Signaling pathways regulating dose-dependent dual effects of TNF-α on primary cultured Schwann cells

Abstract

After peripheral nerve injury, Schwann cells are rapidly activated to participate in the regenerative process and modulate local immune reactions. Tumor necrosis factor-α (TNF-α), one of the major initiators of the inflammatory cascade, has been known to exert pleiotropic functions during peripheral nerve injury and regeneration. In this study, we aimed to investigate the in vitro effects of TNF-α on peripheral neural cells.

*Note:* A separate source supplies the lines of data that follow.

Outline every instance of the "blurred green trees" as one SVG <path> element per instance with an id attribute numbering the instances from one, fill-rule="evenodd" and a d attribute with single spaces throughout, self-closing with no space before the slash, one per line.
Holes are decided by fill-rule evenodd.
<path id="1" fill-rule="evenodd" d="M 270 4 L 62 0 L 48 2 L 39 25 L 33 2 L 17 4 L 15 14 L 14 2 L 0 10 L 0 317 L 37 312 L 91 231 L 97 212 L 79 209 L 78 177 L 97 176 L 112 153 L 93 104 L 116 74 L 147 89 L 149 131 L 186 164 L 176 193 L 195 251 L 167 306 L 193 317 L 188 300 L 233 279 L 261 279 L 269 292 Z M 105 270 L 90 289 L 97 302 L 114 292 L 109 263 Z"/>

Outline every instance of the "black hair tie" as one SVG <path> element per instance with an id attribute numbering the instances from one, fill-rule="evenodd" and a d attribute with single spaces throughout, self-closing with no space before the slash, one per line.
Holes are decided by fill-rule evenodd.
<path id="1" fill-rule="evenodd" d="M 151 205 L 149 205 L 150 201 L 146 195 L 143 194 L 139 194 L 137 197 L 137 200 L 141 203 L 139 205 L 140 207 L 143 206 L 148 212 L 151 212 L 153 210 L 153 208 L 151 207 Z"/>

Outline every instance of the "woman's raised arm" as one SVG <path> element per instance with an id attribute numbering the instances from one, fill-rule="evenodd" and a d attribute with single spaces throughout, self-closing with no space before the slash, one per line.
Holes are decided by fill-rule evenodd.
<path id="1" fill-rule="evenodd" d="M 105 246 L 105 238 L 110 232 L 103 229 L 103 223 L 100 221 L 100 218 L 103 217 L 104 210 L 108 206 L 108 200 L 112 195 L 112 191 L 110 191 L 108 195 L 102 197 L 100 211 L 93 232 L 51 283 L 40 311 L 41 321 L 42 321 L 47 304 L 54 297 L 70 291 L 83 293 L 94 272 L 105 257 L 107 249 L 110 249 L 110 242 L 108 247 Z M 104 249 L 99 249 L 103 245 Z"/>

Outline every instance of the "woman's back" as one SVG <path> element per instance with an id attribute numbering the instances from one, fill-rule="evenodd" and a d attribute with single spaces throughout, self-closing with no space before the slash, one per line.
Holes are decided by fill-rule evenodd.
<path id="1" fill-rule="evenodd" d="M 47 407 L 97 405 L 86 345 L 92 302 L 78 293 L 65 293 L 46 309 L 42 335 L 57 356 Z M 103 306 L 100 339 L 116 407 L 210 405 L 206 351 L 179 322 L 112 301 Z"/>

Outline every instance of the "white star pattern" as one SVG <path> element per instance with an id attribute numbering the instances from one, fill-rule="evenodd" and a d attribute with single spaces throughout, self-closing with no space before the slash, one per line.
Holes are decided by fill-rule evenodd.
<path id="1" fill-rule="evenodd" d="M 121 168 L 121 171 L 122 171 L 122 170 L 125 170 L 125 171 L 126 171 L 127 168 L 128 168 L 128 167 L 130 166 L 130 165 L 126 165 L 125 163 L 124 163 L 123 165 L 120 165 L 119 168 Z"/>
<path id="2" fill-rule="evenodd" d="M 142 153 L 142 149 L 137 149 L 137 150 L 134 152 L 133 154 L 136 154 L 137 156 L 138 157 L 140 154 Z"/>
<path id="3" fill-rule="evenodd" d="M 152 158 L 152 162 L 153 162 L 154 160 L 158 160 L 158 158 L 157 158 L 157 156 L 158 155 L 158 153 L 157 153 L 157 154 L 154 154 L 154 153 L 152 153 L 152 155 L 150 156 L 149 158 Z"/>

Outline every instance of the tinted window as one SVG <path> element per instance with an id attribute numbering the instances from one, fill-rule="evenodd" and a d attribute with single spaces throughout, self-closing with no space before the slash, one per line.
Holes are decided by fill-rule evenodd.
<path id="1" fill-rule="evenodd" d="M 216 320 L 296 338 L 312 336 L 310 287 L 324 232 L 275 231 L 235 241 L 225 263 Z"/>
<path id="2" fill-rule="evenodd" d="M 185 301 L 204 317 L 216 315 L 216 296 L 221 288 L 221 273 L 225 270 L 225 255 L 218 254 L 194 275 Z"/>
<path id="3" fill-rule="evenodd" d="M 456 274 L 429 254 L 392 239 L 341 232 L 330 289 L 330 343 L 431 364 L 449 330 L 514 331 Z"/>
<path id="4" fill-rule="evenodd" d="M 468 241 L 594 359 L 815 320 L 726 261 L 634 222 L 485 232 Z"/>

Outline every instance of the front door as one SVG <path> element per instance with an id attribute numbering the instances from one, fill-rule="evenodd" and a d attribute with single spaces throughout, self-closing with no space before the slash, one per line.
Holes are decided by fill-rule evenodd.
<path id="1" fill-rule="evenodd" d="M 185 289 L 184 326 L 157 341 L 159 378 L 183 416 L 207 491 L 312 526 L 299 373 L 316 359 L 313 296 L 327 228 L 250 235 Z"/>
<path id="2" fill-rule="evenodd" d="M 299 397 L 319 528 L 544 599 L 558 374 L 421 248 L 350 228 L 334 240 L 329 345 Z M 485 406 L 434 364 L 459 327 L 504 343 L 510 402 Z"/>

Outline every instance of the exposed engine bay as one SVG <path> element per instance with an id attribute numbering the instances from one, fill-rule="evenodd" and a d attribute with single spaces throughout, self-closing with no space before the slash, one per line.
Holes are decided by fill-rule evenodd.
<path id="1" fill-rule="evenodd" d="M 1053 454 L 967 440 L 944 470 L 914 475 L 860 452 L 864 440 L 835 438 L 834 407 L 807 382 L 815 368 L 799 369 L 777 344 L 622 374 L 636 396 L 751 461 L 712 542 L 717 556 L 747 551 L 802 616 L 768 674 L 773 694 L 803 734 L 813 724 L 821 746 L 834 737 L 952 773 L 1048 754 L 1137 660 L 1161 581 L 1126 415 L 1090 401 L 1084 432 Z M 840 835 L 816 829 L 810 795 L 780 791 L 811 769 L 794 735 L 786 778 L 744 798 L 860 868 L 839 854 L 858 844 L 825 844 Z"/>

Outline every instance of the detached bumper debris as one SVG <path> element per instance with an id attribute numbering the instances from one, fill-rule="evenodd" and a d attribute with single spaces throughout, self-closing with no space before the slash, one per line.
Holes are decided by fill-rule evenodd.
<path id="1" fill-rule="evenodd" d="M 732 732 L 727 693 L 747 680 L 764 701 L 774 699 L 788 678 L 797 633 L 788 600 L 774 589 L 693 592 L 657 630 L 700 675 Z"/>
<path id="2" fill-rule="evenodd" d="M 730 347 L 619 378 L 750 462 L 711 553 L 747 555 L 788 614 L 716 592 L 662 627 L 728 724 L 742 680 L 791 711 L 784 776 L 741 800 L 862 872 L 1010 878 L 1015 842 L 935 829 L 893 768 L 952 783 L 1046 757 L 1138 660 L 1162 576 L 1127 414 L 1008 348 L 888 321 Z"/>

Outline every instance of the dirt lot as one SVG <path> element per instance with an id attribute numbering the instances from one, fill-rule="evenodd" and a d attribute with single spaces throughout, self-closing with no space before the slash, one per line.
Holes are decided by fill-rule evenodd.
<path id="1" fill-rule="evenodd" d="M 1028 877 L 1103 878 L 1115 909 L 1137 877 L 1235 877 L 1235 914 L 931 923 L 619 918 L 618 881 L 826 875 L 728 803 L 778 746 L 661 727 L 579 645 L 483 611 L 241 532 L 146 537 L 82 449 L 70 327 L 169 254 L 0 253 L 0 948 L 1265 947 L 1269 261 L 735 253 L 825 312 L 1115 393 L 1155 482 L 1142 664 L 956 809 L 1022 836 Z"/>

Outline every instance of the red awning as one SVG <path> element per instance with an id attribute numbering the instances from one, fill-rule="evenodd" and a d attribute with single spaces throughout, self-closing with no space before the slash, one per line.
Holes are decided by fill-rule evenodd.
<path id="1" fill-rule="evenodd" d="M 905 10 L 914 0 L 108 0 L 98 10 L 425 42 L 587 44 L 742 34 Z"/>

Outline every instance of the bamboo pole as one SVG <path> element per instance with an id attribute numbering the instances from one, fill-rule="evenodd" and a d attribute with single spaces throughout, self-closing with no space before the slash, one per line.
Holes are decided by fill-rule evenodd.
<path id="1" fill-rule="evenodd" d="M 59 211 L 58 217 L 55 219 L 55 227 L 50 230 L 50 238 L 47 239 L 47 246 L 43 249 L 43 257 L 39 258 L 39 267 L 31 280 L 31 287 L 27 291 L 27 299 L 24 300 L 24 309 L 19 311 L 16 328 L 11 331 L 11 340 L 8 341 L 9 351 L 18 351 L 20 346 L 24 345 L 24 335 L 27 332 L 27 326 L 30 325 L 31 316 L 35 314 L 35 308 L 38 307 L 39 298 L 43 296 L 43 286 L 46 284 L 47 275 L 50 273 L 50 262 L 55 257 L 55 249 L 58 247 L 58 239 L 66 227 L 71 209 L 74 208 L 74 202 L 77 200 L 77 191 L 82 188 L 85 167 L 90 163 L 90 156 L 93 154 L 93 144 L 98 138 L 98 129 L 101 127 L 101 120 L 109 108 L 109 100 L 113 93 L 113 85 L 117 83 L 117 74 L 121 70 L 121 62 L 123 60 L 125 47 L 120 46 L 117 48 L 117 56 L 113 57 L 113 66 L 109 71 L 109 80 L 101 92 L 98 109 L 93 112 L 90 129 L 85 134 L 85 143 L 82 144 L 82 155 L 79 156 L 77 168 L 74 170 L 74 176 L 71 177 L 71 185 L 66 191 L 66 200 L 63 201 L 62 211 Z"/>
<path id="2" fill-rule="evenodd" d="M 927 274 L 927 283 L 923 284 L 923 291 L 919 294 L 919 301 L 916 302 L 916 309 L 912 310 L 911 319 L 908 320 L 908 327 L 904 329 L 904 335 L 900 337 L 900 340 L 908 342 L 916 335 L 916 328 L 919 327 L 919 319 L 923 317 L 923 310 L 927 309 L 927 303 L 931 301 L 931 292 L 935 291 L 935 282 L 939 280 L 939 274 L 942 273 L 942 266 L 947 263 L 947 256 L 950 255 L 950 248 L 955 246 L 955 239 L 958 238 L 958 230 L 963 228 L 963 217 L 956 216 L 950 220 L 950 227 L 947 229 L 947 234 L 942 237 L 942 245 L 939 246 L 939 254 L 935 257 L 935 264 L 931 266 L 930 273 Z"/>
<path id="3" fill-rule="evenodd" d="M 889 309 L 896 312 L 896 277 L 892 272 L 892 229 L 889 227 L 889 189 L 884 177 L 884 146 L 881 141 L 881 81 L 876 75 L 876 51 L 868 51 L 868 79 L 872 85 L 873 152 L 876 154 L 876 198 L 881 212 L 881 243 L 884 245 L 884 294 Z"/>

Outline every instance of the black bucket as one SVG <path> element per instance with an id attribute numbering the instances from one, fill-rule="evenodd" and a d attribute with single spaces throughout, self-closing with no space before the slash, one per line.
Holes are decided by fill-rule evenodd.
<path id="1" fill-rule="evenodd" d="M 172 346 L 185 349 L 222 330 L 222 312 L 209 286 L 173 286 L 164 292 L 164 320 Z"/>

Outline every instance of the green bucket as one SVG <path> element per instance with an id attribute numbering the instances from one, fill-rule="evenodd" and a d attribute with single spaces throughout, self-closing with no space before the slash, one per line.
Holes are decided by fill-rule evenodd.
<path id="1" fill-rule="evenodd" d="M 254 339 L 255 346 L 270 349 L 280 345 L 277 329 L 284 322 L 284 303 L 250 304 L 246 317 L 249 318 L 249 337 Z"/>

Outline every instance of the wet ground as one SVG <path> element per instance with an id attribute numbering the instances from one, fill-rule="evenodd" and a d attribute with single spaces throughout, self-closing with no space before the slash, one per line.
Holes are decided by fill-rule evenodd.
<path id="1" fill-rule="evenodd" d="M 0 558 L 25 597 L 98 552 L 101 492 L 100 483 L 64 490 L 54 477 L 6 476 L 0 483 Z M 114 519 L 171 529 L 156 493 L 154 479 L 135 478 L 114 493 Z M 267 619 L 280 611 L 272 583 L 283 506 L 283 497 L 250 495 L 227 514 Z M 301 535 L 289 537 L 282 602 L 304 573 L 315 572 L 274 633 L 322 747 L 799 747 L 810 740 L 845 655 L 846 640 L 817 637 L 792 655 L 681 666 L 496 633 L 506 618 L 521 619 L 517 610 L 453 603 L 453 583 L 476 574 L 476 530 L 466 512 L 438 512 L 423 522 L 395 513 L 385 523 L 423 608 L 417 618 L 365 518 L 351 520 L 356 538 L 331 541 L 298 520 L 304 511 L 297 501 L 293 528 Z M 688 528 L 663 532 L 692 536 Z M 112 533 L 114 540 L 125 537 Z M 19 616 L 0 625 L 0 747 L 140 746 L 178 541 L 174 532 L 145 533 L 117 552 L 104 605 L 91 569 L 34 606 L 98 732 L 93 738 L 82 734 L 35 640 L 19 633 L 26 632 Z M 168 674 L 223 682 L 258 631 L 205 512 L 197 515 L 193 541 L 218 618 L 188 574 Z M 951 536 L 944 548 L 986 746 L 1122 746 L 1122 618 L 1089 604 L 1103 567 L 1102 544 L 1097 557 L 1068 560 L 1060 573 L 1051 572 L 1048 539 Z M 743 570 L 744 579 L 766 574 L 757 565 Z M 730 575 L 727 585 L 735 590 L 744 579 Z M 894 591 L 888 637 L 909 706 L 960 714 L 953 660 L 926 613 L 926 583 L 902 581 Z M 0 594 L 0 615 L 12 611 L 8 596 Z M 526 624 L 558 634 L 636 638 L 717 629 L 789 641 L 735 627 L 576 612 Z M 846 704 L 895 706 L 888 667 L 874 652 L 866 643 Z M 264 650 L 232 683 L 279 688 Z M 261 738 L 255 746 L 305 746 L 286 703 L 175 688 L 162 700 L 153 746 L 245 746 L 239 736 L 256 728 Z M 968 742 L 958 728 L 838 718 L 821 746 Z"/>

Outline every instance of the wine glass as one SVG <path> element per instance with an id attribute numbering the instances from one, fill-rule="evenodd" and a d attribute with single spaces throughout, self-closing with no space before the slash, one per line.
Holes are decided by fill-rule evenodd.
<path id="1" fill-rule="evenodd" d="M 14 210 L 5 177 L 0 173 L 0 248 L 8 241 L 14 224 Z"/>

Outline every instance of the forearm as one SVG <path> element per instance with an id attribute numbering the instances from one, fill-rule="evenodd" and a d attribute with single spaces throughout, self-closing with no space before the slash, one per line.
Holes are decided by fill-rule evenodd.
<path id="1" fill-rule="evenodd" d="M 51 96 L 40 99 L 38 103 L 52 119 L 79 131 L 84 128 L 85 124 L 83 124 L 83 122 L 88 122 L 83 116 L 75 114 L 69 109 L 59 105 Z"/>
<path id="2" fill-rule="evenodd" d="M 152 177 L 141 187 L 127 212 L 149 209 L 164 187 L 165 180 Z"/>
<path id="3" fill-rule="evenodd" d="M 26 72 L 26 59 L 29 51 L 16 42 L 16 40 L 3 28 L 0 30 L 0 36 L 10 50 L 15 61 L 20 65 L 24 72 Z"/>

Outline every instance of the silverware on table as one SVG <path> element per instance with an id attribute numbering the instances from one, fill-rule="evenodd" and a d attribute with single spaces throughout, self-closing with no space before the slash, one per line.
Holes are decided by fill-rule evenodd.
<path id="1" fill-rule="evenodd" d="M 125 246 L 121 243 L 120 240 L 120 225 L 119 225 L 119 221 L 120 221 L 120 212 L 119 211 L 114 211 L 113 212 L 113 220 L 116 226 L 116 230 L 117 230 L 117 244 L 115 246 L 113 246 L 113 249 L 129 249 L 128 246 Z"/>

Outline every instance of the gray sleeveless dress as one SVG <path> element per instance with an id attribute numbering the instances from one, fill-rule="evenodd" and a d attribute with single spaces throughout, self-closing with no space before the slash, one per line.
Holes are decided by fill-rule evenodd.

First, gene-microarray analysis was applied to the RNA samples extracted from injured peripheral nerves, providing the information of gene interactions post nerve injury. Then, after primary cultured Schwann cells were treated with increasing dosages (0-40 ng/ml) of TNF-α, cell proliferation and migration were examined by EdU incorporation and a transwell-based assay, and cell apoptosis was observed and quantified by electron microscopy and Annexin V-FITC assay, respectively. The results showed that lower dosages of TNF-α increased cell proliferation and migration, whereas higher dosages of TNF-α decreased cell proliferation and migration and enhanced cell apoptosis. The tests using a chemical inhibitor of TNF-α further confirmed the above effects of TNF-α. To understand how TNF-α produced the dose-dependent dual effects on primary cultured Schwann cells, we performed co-immunoprecipitation, Western blot analysis, and immunocytochemistry to decipher the complex network of biochemical pathways involving many signaling molecules, i.e., TNF receptor-associated death domain, Fas-associated death domain, receptor interacting protein, JNK, NF-κB p65, and caspases, thus assuming the mechanisms by which TNF-α activated the death and survival pathways and achieved a balance between the two opposite actions in primary cultured Schwann cells.